En la Unión Europea, el Comisionado de Protección de Datos de Irlanda está investigando a Instagram –red social que, como Facebook, es propiedad de Mark Zuckerberg– por su manejo de los datos personales de los menores de edad. Supuestamente, la plataforma estaría permitiendo que direcciones de correo electrónico y números de teléfonos se hagan públicos. El tema de la privacidad de los datos íntimos de los menores también ha tocado a YouTube, la web para compartir vídeos que tiene más de 2.000 millones de usuarios en todo el mundo. El pasado 13 de septiembre, la británica BBC publicó que la plataforma de Google se enfrentaba a una demanda judicial por la recopilación de datos de niños menores de 13 años sin su consentimiento.
Últimamente, los gigantes tecnológicos observan desconcertados como las leyes europeas son mucho más garantistas respecto a los derechos humanos y los datos privados que otras legislaciones, incluida la de EE. UU. De hecho, a lo largo de este año ha habido cantos de sirenas –amenazas, lo llamarían otros– sobre una supuesta estampida de Facebook de territorio europeo si le prohíben la transferencia de datos entre Europa y EE. UU. Al final, parece que esas amenazas se han quedado en nada.

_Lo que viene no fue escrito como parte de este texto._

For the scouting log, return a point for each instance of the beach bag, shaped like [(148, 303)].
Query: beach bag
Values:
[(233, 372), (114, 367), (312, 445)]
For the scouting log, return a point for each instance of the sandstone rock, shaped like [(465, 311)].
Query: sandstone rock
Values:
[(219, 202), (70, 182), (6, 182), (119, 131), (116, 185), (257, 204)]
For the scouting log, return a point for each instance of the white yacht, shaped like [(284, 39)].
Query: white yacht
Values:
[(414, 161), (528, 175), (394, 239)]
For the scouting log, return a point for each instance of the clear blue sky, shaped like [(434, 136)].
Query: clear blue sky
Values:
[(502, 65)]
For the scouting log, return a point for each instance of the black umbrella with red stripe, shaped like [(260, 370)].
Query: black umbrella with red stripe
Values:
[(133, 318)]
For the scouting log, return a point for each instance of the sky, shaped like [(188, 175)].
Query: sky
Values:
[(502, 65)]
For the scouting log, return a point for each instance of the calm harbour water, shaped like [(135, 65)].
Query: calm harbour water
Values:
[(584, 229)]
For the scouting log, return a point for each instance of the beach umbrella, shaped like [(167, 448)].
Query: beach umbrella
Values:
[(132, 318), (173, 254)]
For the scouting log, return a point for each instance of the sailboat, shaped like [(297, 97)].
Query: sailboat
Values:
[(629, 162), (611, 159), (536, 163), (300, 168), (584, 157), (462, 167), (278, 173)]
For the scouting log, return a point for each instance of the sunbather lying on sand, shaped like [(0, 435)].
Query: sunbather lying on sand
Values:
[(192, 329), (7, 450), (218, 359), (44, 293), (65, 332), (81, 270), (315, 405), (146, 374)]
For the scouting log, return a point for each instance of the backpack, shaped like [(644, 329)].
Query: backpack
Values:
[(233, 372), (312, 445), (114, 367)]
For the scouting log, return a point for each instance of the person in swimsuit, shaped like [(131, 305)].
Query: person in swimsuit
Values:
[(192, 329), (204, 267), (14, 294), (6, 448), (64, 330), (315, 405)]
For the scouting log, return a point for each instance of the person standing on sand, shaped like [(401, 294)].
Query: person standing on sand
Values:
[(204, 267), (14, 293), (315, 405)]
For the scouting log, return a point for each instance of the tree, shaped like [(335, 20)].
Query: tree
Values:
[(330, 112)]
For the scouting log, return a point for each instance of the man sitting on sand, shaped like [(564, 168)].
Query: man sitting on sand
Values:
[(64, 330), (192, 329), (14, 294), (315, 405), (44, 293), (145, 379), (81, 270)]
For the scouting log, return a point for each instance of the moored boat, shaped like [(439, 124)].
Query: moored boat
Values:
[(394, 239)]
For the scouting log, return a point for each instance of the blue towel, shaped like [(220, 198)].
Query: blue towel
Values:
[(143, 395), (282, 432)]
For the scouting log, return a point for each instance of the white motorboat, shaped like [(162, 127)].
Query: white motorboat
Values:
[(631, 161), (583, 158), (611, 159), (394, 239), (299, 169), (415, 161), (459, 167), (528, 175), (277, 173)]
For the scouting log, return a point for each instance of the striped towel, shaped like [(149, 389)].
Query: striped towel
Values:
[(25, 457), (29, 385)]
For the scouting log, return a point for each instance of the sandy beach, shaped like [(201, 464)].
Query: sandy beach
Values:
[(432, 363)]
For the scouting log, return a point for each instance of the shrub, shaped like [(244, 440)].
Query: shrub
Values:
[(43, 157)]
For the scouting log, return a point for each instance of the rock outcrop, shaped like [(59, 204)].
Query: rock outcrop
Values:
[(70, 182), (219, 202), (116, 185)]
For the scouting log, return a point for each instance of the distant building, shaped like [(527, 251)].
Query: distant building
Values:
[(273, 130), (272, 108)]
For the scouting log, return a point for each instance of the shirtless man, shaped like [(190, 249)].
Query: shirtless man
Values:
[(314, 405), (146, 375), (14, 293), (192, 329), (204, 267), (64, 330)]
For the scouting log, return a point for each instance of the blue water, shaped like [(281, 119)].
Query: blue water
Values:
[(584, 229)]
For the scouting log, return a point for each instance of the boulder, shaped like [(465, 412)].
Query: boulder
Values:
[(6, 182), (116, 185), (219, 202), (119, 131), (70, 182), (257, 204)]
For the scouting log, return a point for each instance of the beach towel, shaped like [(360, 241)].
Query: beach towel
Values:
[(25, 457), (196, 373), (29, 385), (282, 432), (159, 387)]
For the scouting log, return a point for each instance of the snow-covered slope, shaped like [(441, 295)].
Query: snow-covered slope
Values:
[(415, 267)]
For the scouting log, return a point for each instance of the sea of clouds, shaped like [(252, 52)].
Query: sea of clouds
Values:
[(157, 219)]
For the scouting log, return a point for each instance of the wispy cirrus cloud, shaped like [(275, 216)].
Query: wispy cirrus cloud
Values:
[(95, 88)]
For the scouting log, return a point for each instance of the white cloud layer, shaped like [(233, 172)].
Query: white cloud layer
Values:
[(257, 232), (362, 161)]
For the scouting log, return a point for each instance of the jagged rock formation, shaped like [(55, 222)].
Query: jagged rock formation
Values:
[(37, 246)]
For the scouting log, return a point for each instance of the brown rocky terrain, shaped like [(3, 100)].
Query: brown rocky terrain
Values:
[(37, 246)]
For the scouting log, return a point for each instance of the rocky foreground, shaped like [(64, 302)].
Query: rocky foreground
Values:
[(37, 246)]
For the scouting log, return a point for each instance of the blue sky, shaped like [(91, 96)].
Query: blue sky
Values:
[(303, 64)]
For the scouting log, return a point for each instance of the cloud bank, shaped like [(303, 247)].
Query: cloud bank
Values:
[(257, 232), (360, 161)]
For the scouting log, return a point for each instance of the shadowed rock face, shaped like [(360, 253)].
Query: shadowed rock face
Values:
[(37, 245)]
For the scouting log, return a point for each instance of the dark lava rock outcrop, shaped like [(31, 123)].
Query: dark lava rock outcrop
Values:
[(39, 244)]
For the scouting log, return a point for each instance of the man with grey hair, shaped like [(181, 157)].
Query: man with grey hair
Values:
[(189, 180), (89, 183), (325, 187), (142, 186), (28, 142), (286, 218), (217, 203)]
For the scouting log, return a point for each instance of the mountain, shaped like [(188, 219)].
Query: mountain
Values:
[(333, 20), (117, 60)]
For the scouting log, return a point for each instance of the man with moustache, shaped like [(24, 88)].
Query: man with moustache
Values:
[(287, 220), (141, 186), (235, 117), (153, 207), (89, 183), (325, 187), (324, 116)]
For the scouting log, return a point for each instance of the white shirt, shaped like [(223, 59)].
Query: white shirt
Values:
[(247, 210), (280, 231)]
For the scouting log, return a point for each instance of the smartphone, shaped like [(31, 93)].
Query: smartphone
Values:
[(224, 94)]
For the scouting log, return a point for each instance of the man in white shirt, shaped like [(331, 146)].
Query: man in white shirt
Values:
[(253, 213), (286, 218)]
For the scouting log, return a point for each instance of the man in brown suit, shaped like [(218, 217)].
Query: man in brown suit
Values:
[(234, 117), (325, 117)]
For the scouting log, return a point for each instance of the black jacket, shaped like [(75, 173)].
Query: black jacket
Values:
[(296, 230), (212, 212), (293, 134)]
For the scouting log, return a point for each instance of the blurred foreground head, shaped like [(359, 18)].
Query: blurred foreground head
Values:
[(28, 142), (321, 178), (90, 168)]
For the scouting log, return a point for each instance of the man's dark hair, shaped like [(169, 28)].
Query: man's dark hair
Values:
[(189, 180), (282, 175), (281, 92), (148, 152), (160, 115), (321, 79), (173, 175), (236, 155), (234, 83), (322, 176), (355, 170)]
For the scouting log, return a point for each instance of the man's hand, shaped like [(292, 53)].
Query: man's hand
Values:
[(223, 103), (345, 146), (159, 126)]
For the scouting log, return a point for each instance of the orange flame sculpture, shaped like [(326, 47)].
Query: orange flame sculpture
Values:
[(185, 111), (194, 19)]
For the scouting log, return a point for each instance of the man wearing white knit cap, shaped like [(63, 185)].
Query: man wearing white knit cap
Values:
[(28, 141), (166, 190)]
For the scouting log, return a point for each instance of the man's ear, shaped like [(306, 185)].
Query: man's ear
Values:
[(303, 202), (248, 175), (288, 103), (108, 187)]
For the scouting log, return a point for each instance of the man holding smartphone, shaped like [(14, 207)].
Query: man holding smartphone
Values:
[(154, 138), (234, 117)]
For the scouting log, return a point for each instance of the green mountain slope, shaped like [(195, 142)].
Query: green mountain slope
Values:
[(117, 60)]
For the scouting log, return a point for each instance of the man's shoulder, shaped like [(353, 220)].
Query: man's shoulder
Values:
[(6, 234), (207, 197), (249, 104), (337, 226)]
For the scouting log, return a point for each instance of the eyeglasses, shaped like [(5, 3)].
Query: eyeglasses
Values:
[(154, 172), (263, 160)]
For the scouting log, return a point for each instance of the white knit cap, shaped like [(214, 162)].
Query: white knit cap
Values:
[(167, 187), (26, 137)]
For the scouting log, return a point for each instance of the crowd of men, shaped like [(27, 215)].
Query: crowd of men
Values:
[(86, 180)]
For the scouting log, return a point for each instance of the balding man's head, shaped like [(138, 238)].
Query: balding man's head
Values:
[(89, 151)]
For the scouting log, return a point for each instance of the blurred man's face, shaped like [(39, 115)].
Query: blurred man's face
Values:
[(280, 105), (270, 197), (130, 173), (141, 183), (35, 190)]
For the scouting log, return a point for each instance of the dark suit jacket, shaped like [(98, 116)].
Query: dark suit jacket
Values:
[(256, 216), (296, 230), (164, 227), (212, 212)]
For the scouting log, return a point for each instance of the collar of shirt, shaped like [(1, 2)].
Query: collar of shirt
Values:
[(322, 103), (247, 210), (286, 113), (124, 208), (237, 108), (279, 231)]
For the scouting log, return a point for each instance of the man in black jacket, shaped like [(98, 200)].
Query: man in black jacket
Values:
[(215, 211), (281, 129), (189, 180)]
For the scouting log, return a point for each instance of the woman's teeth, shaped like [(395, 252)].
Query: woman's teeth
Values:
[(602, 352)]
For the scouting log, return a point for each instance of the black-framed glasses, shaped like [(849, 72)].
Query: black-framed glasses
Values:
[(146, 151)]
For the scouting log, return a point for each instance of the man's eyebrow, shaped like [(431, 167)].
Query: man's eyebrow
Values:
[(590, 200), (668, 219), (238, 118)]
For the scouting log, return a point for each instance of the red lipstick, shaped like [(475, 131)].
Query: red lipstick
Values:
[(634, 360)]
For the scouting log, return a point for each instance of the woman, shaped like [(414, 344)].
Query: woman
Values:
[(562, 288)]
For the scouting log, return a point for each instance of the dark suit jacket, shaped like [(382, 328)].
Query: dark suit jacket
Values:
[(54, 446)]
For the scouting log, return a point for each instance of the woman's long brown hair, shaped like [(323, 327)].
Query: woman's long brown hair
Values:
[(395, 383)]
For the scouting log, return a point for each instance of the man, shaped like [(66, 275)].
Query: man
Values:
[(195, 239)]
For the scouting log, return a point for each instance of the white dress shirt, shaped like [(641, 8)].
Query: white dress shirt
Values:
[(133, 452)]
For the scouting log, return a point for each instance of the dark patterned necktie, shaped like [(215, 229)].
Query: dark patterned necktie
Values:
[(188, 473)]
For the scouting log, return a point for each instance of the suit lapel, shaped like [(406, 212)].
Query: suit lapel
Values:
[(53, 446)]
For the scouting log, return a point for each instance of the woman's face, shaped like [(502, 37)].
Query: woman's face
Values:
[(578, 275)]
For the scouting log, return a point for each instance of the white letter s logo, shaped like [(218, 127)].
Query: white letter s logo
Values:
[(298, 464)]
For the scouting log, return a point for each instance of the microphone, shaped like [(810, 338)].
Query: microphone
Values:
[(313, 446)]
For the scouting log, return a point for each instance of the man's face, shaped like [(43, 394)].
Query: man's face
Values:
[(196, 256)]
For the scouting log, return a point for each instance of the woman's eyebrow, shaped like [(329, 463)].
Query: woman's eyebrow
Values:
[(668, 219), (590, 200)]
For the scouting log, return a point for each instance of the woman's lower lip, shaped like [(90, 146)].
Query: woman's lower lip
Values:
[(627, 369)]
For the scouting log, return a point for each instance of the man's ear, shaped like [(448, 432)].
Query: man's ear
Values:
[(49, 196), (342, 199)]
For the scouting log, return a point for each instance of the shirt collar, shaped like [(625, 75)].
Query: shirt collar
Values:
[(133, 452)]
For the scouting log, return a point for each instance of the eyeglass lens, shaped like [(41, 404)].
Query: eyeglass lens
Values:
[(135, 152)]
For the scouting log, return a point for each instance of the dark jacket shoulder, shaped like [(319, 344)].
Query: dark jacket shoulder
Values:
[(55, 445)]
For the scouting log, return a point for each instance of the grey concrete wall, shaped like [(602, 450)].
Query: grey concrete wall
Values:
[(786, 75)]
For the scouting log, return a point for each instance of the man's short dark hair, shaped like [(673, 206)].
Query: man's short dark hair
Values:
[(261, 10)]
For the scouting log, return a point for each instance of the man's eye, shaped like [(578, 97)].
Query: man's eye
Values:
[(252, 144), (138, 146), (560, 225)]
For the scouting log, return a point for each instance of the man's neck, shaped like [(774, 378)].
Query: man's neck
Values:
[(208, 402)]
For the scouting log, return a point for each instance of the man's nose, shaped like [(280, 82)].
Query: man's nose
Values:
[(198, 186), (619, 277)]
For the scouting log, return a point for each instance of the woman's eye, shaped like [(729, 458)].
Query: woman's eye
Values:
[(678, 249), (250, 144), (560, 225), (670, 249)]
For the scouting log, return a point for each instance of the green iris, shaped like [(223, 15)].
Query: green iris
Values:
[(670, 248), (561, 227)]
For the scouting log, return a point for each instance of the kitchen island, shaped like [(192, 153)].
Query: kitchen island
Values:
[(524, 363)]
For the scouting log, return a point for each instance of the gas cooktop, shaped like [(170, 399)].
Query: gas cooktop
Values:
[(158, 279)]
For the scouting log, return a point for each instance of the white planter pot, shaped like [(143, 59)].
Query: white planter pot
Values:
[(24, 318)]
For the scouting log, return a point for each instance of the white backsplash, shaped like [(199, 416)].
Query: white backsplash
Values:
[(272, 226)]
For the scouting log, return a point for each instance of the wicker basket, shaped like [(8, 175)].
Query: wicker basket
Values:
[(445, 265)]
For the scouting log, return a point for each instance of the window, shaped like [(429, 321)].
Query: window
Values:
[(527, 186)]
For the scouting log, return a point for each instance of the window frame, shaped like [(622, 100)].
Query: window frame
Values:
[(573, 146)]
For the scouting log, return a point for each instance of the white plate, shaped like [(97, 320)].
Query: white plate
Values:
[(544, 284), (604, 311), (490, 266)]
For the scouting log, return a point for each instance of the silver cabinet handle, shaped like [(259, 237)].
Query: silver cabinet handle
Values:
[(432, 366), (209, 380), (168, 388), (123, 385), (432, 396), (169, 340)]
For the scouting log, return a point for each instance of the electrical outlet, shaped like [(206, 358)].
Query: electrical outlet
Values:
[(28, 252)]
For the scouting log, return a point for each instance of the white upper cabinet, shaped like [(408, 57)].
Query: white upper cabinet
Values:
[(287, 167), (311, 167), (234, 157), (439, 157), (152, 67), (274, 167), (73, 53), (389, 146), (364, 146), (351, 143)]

En declaraciones a Levanta la cabeza, la secretaria de Estado de Digitalización e Inteligencia Artificial, Carme Artigas, aseguró que "Europa es un mercado demasiado importante como para plantearse salir de él, de forma que considero que se acabarán adaptando tal y como ha sucedido, por ejemplo, con la implantación de la GDPR (el Reglamento General de Protección de Datos de la UE). Las grandes compañías deben ser capaces de adaptarse a los marcos normativos que se establecen, a fin de cuentas porque esos marcos los fijan los representantes públicos que la ciudadanía elige tener, y por lo tanto es la voluntad popular la que rige tras esas decisiones".